Но что такое «леди», помимо хороших манер и скромного платья? Настоятель и его жена пытались изменить мою внешность и поведение, но им не было ровно никакого дела до моих мыслей. Когда отчим прислал мне дневник, переплетенный в бирюзовый шелк с золотым шитьем, я начала записывать туда свои сокровенные мысли.

Тихими вечерами я порой сидела у окна спальни, глядя на гавань, на приходящие и уплывающие рыбачьи лодки. На другом конце улицы крошечное окошко под крышей колокольни вечно оставалось закрытым. В дневнике я писала о бедной маленькой девочке, похожей на меня, которую заперли там внутри. Она каждый день тайком пилила замок ножом, и однажды замок развалился надвое у нее в руках. Распахнув ставни, она не задумываясь выпрыгнула из оконца. Девочка стремительно летела вниз, навстречу неминуемой смерти на булыжной мостовой. Но вдруг, за мгновение до того, как ей распластаться на холодных неумолимых камнях, в луже крови, у нее вдруг выросли прекрасные снежно-белые крылья. В моем рассказе девочка улетела далеко-далеко, и в Шотландии ее больше никогда не видели.


Я появилась в Монтрозе в ноябре, одновременно со стаями диких гусей.
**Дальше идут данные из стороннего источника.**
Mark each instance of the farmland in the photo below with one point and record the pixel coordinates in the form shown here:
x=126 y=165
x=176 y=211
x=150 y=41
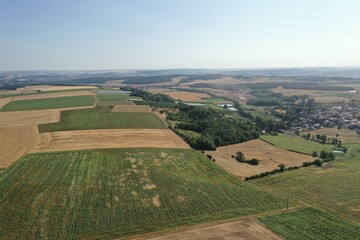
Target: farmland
x=48 y=103
x=108 y=138
x=296 y=143
x=345 y=135
x=333 y=187
x=247 y=228
x=188 y=96
x=309 y=223
x=102 y=118
x=270 y=157
x=131 y=108
x=115 y=193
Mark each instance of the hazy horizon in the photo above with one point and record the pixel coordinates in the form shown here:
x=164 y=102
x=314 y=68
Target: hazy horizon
x=151 y=35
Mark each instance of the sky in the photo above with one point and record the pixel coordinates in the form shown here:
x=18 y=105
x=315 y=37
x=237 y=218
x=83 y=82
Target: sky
x=164 y=34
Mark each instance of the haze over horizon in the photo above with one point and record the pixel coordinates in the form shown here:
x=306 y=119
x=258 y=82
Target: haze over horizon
x=68 y=35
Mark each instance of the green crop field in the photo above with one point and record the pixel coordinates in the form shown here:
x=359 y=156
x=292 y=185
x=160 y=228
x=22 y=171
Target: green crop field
x=311 y=224
x=296 y=143
x=48 y=103
x=334 y=186
x=116 y=193
x=102 y=118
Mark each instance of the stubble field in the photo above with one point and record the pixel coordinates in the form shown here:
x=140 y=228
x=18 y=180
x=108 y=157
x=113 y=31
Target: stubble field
x=117 y=193
x=110 y=138
x=270 y=157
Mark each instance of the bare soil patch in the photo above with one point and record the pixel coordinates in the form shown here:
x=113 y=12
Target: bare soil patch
x=270 y=157
x=54 y=95
x=15 y=142
x=109 y=138
x=248 y=229
x=47 y=88
x=19 y=132
x=345 y=135
x=188 y=96
x=131 y=108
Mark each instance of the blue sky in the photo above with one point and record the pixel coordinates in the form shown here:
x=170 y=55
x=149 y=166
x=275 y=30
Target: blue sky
x=156 y=34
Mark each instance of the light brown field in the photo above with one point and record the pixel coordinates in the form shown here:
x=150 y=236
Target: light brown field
x=4 y=101
x=188 y=96
x=108 y=138
x=33 y=117
x=248 y=229
x=19 y=133
x=223 y=80
x=346 y=135
x=119 y=83
x=53 y=95
x=131 y=108
x=15 y=142
x=270 y=157
x=318 y=96
x=47 y=88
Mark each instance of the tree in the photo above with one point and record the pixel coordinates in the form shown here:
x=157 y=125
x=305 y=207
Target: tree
x=282 y=167
x=314 y=154
x=240 y=156
x=323 y=154
x=318 y=162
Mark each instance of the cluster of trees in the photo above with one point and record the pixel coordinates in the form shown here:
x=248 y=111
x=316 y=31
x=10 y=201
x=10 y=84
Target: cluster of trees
x=240 y=157
x=281 y=169
x=147 y=96
x=215 y=127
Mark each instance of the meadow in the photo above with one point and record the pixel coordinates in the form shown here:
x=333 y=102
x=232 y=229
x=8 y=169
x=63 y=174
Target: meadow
x=48 y=103
x=119 y=192
x=311 y=224
x=296 y=143
x=333 y=187
x=102 y=118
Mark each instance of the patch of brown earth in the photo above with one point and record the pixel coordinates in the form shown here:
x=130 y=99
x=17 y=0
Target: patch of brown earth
x=108 y=138
x=270 y=157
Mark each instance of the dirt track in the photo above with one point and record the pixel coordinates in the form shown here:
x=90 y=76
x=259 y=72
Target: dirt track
x=109 y=138
x=270 y=157
x=248 y=229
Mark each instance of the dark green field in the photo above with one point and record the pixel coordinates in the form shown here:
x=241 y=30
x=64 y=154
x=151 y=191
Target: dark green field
x=115 y=193
x=311 y=224
x=48 y=103
x=102 y=118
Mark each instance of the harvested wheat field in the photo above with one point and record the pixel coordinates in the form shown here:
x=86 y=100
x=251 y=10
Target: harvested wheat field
x=15 y=142
x=345 y=135
x=270 y=157
x=19 y=132
x=188 y=96
x=4 y=101
x=109 y=138
x=47 y=88
x=131 y=108
x=248 y=229
x=33 y=117
x=53 y=95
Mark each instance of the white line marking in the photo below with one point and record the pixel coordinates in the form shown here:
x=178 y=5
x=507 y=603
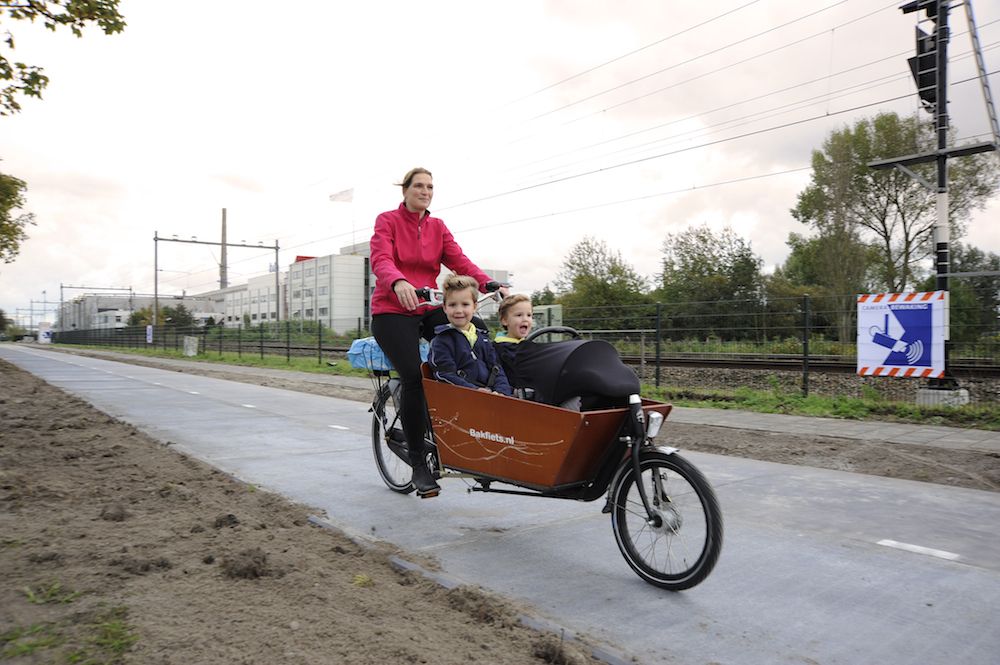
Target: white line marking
x=918 y=549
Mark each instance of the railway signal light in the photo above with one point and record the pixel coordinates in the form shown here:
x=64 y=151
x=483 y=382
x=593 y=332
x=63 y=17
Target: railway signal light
x=924 y=65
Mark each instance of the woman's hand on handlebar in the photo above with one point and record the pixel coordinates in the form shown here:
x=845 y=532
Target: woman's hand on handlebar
x=502 y=287
x=406 y=294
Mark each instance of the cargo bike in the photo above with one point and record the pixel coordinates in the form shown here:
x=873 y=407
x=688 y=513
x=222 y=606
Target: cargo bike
x=664 y=513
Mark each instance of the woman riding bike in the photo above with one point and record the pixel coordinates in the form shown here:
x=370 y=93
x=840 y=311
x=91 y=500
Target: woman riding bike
x=408 y=249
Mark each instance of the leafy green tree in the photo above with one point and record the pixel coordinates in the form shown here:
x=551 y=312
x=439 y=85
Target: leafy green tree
x=544 y=296
x=178 y=317
x=711 y=282
x=599 y=289
x=831 y=268
x=12 y=226
x=887 y=208
x=974 y=301
x=141 y=317
x=19 y=79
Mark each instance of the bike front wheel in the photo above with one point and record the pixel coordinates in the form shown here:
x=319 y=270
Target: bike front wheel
x=388 y=442
x=676 y=546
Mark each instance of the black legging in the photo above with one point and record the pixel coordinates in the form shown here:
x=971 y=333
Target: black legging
x=399 y=337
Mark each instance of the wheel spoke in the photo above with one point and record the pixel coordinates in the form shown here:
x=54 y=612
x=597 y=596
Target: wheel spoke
x=679 y=547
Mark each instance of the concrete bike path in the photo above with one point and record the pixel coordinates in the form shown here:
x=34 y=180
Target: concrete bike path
x=955 y=438
x=817 y=566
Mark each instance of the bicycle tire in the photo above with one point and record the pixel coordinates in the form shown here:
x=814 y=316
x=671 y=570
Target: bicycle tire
x=681 y=549
x=393 y=468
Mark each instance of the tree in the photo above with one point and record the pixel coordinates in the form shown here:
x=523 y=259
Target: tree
x=544 y=296
x=887 y=208
x=178 y=317
x=12 y=226
x=832 y=268
x=974 y=301
x=598 y=288
x=141 y=317
x=19 y=78
x=712 y=281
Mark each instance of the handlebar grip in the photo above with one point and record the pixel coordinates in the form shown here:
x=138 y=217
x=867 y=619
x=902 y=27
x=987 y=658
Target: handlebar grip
x=494 y=285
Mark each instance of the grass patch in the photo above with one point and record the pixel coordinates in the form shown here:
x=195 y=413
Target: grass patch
x=867 y=407
x=53 y=593
x=27 y=640
x=99 y=639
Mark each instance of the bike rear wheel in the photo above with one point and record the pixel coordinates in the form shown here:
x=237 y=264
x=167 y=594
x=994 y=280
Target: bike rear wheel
x=388 y=442
x=679 y=545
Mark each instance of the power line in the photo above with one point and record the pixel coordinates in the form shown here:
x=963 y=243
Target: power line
x=871 y=84
x=702 y=145
x=638 y=198
x=712 y=52
x=630 y=53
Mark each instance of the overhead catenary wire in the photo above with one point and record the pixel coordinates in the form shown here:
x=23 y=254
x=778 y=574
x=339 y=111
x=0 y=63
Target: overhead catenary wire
x=706 y=144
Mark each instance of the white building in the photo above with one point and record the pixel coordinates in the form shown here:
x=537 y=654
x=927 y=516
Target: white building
x=329 y=289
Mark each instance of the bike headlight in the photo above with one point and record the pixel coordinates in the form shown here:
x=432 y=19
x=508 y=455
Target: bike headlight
x=654 y=421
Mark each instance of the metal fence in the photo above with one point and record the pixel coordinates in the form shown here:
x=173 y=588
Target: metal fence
x=805 y=343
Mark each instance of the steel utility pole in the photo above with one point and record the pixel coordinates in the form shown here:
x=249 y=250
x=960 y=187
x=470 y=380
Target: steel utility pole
x=930 y=72
x=157 y=239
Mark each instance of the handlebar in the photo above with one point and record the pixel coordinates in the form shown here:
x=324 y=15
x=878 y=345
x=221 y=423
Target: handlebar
x=552 y=330
x=428 y=295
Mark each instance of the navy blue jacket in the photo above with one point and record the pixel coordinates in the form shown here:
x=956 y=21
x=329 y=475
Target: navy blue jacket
x=453 y=361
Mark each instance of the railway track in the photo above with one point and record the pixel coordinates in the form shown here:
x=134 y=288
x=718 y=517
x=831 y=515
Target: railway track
x=961 y=369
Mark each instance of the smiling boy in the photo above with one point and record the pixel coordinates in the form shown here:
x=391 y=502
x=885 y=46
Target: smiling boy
x=462 y=354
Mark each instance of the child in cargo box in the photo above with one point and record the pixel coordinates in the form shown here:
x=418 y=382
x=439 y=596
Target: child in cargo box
x=460 y=353
x=516 y=319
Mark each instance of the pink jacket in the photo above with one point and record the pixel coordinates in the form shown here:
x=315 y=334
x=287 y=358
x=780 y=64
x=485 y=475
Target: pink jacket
x=406 y=247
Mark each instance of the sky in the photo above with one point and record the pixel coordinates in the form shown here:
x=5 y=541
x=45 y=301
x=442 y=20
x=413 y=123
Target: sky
x=543 y=121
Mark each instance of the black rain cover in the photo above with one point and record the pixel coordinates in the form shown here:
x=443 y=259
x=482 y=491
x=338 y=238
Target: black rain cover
x=590 y=369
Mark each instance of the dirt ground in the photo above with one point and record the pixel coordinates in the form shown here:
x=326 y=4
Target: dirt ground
x=115 y=548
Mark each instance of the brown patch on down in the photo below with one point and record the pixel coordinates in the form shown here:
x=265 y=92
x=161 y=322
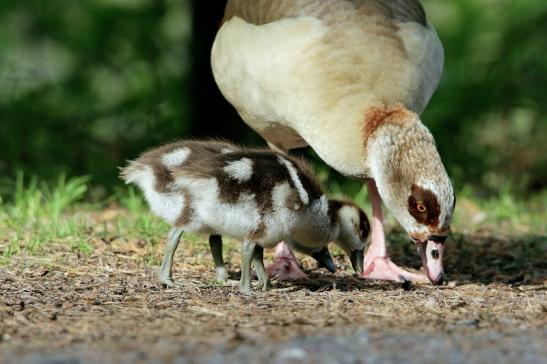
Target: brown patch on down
x=377 y=116
x=187 y=212
x=422 y=196
x=364 y=225
x=259 y=232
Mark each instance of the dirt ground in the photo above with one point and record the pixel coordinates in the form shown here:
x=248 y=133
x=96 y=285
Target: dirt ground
x=109 y=307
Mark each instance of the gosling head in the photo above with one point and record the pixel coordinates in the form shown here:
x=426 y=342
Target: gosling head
x=353 y=232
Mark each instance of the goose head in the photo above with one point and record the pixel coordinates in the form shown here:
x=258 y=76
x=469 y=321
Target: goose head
x=414 y=185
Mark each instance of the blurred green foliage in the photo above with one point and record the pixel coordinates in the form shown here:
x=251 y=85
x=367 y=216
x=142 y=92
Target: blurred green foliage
x=86 y=84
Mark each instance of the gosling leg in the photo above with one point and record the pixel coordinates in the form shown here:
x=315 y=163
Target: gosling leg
x=166 y=268
x=215 y=243
x=246 y=276
x=263 y=277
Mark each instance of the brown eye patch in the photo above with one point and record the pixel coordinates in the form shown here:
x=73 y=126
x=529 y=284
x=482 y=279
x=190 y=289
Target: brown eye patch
x=423 y=206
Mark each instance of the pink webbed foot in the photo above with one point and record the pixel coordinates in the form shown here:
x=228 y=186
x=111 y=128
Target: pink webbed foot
x=285 y=266
x=384 y=269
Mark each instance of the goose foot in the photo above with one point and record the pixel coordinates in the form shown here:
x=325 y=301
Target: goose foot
x=383 y=268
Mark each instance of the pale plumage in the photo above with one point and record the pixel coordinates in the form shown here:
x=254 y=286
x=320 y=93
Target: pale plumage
x=348 y=78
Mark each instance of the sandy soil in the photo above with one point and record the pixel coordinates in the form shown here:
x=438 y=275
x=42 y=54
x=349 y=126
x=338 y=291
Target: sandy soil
x=109 y=307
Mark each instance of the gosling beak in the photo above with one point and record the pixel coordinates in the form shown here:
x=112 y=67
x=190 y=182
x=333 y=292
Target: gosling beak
x=356 y=258
x=324 y=259
x=432 y=251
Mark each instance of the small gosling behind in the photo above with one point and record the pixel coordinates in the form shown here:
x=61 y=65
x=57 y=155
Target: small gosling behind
x=258 y=196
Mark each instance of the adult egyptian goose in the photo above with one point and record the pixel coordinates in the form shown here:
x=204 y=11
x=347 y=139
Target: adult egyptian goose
x=257 y=196
x=348 y=78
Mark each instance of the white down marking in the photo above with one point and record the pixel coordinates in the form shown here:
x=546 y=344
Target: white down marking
x=175 y=157
x=294 y=176
x=240 y=170
x=168 y=205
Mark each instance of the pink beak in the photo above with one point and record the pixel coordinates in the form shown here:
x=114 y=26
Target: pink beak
x=432 y=253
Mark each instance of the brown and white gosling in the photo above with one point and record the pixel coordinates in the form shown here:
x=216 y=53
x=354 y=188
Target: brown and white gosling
x=258 y=196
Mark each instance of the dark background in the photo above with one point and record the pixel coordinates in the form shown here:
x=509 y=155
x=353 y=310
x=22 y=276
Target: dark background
x=85 y=85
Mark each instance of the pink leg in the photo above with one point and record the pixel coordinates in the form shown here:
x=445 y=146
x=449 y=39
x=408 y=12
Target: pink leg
x=377 y=264
x=285 y=266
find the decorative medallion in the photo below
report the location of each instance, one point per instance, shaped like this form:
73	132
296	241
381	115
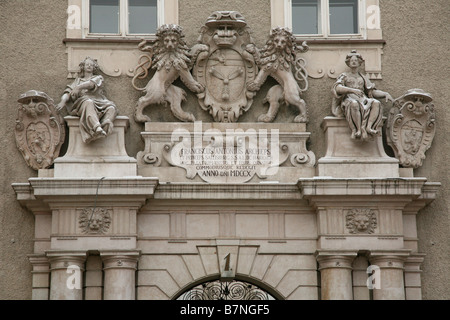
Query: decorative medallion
411	127
225	66
40	130
361	221
94	220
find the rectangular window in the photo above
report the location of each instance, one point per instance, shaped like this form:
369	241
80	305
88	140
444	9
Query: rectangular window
123	17
325	17
306	16
142	16
104	16
343	16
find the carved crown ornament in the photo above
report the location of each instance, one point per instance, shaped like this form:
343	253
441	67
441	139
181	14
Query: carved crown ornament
227	70
40	130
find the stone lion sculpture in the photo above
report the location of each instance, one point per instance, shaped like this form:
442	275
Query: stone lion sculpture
361	221
170	57
279	59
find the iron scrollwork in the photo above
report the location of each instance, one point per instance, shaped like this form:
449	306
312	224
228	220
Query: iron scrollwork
226	290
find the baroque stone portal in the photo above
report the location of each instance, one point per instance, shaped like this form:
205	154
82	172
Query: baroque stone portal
39	129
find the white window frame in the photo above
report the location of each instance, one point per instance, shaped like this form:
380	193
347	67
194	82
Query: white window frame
123	21
325	22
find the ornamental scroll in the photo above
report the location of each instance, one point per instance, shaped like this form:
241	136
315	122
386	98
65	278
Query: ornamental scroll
40	130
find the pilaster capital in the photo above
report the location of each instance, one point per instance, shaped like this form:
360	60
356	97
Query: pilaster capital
335	259
65	259
389	259
120	259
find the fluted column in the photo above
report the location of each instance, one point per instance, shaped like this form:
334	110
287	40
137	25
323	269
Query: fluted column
392	286
66	281
120	274
336	275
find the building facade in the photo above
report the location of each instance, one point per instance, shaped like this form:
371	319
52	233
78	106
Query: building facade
240	164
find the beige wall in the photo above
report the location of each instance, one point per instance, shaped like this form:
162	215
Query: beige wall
32	56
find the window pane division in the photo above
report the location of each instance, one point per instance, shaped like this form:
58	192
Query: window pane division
306	16
343	16
142	16
104	16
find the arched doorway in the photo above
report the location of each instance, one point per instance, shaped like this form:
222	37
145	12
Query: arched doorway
226	290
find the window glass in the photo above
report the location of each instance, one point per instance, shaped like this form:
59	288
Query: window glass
104	16
343	16
142	16
305	16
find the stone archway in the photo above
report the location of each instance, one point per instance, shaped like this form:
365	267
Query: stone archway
236	289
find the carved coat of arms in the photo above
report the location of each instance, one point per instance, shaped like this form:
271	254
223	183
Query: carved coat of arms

Я помню, что они прямо-таки кишели в небе. Возможно, для дикого гуся, привыкшего к арктической тундре, Шотландия была гостеприимной землей, куда стоило прилетать, мне же она казалась холодной и неприветливой. Четыре года я наблюдала, как поздней осенью птицы прилетают; затем дожидалась весны и смотрела, как стаи тянутся обратно на север. Быть может, есть и люди, подобные диким гусям, которым требуется постоянно перебираться с места на место.

Когда мне исполнилось одиннадцать лет, семейство Крейги отослало меня к тетке, миссис Ри. Она в свою очередь должна была позаботиться о моем образовании. Уезжая с Хай-стрит, я дала себе зарок; в жизни ноги моей в Шотландии больше не будет.